An executor or administrator is entitled to credit in his account for the reasonable charges of counsel. Matter of Miller, 3 Redf. Surr. 302.

Administrator who was removed on account of his infancy at the time of his appointment, after the commencement of a suit against him, has been allowed his costs out of the estate. Carow v. Mowatt, 2 Edward, 57.

Where an executor under a will, the probate of which was reversed, became liable for fees of counsel engaged to prosecute an appeal, and after-wards, on being appointed administrator, actually paid such counsel fees, he was not entitled to include such fees in his account as administrator, and receive reimbursement from the estate without first having the item of the fees allowed in his account as executor. Matter of Blair, 67 App. Div. 116.

Executor or administrator entitled to allowance for counsel fees in litigation undertaken by him, regardless of the result thereof, if it appears that same was undertaken in good faith. Wilcox v. Smith, 26 Barb. 316.

Separate counsel are not usually allowed for co-executors or co-administrators. McDaniel’s Estate, 9 Pa. Co. Ct. 232.

Surrogate has power to allow and direct payment to the executors’ counsel of his fees as settled and adjusted by the executors. Gilman v. Gilman, 63 N. Y. 41.

Upon an accounting by a testamentary trustee and the executors of her .deceased co-trustee, the surrogate has no power to make an additional allowance to the executors of the deceased testamentary trustee, or to their attorney, for services rendered by the attorney preliminary or incidental to the compromise of a devastavit committed by the deceased trustee. Matter of Welling, 51 App. Div. 355.

COURT APPROVAL.

Not necessary that fees paid should be fixed or approved by court before payment thereof, in order that they may be allowed. Filbeck v. Davies, 8 Colo. App. 320.

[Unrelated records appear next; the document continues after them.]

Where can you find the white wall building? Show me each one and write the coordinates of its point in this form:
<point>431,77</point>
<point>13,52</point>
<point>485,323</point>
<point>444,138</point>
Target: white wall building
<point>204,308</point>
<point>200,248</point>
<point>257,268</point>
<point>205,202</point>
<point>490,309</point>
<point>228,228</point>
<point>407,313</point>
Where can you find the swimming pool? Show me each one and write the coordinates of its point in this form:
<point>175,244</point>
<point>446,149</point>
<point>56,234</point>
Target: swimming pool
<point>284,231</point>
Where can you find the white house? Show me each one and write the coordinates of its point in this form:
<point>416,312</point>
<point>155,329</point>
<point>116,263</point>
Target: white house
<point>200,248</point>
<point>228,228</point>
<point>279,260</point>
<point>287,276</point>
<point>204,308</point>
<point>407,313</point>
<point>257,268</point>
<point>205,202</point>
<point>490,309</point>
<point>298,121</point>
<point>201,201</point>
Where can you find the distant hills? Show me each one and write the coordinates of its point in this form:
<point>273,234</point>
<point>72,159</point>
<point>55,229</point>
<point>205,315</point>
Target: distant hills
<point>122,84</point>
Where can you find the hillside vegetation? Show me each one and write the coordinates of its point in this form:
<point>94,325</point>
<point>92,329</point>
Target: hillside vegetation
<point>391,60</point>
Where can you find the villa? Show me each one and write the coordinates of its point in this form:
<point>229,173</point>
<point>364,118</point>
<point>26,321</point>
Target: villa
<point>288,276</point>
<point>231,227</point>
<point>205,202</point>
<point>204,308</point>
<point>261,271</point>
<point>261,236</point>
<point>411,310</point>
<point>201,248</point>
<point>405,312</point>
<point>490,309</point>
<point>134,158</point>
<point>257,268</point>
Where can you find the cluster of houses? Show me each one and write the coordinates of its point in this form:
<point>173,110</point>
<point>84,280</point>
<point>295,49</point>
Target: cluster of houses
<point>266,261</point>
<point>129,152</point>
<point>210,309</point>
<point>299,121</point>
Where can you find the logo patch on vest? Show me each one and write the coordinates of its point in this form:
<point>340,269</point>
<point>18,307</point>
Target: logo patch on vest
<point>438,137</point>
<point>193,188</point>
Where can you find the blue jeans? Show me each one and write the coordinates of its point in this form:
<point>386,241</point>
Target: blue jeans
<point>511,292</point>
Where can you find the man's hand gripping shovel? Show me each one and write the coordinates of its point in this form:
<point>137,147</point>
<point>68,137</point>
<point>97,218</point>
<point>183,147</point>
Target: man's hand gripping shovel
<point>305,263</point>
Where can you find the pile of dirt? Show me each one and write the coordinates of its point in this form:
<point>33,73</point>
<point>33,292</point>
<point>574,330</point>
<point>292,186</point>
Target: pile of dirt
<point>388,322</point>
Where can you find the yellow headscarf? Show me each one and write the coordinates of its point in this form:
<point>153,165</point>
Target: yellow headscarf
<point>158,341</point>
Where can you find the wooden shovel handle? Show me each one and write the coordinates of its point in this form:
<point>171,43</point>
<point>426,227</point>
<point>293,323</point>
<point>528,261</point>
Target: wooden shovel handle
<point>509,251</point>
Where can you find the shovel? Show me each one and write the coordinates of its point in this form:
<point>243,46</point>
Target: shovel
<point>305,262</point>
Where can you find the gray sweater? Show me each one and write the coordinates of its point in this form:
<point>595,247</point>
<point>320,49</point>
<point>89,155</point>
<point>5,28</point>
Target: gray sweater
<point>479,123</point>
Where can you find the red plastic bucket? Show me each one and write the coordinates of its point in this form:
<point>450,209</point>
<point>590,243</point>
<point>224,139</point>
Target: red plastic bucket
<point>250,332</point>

Court which passes finally on an accounting has ample discretion, and is not bound by the refusal of another judge at an earlier point in the litigation, to make the allowance asked for. Brooks v. Brooks, 12 S. C. 422.

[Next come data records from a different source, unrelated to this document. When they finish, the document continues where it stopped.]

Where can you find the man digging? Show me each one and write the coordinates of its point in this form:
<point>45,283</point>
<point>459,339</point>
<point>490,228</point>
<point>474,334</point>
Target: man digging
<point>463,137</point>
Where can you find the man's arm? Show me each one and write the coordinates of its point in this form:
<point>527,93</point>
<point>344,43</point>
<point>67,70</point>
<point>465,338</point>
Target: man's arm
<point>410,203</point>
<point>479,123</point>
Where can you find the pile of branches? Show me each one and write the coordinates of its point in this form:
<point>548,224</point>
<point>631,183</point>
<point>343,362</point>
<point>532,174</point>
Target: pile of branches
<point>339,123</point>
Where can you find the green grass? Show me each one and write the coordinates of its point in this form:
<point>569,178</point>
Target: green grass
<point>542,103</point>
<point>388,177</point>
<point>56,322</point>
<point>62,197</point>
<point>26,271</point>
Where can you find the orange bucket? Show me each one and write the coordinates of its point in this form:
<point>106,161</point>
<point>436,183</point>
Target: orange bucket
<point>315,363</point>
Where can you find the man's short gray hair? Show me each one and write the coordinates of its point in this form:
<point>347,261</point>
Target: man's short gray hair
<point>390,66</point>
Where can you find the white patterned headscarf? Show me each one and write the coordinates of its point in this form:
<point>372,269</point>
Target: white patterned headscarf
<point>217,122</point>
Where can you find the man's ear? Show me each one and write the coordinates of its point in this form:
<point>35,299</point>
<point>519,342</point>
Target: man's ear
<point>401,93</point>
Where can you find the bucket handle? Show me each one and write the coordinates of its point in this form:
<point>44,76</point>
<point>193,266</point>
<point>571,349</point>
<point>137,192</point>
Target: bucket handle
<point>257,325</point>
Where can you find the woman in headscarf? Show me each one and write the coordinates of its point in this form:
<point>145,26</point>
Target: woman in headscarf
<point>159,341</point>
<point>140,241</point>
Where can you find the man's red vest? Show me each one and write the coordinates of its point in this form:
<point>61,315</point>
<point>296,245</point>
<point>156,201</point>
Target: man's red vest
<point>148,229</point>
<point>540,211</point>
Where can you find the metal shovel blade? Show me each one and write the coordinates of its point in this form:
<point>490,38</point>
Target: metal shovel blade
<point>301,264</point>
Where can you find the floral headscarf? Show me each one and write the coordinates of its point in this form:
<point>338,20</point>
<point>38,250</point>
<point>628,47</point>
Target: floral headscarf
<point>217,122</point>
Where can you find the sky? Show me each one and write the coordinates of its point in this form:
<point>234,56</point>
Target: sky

Interested parties are entitled to object to allowance for counsel fees when same are applied for or when the account setting same forth is filed for allowance. Tell v. Stiles, 60 Miss. 849.

PERSONAL LIABILITY THEREFOR.

In some States executors and administrators have been relieved of personal liability by statute. Bruning v. Golden, 159 Ind. 199.

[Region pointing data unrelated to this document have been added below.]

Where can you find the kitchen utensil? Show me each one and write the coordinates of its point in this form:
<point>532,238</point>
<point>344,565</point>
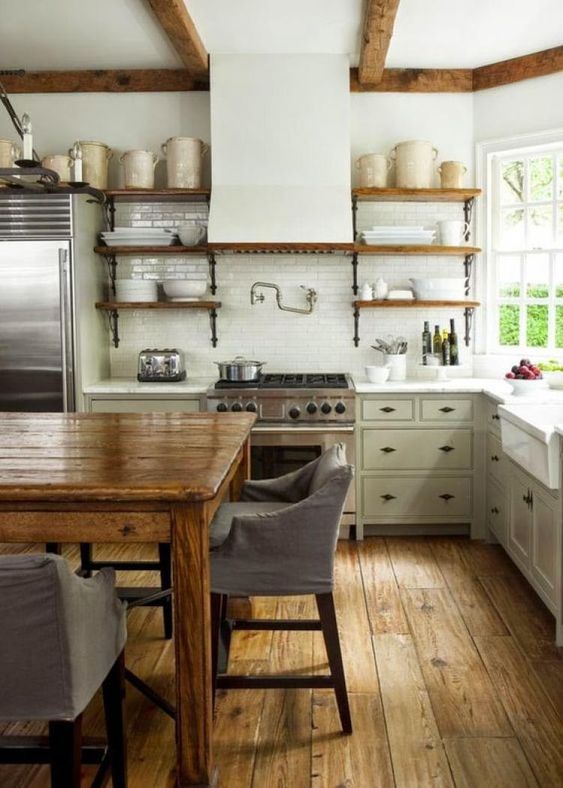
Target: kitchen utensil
<point>60,163</point>
<point>239,369</point>
<point>184,157</point>
<point>138,169</point>
<point>373,168</point>
<point>451,174</point>
<point>191,234</point>
<point>377,374</point>
<point>414,161</point>
<point>95,159</point>
<point>160,366</point>
<point>452,232</point>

Surrogate has no authority, upon the accounting of an executor, to direct [221]*221him to pay a sum to his counsel for the services of the latter; charges for services, rendered by an attorney to an .executor, are against the executor individually, and there is no authority warranting a decree in favor of the attorney, against the estate, or against the executor as such. Seaman v. Whitehead, 78 N. Y. 306.

NECESSITY MUST BE SHOWN.

Where an executor of a will, who was unsuccessful in procuring its admission to probate, employed additional counsel to prosecute the case in the Court of Appeals, and gave his note for such services, which was not delivered until after the letters were revoked, such note did not constitute an actual payment, and was properly disallowed by the referee in passing on the allowance of payments made by such executor. Matter of Blair, 28 Misc. 611.

Where administratrix files no inventory until she is forced to do so by a compulsory accounting, and does not then include in it a note of a solvent debtor, of whose existence she had long known, and never made any attempt to collect the same, although it was the main asset of the estate, she will be denied the allowance of attorney’s fees. Matter of Wilbur, 27 Misc. 126.

CONSENT OF BENEFICIABLES OF ESTATE.

When the questions raised in an action are sufficiently doubtful to warrant the hope that a judgment recovered against an estate may be reversed, and when all the next of kin, other than the judgment creditor, urge an appeal from such judgment, the administrator of the estate is justified in taking an appeal therefrom, and upon his accounting should be allowed his reasonable disbursements in connection therewith. Matter of Ritch, 76 Hun, 36.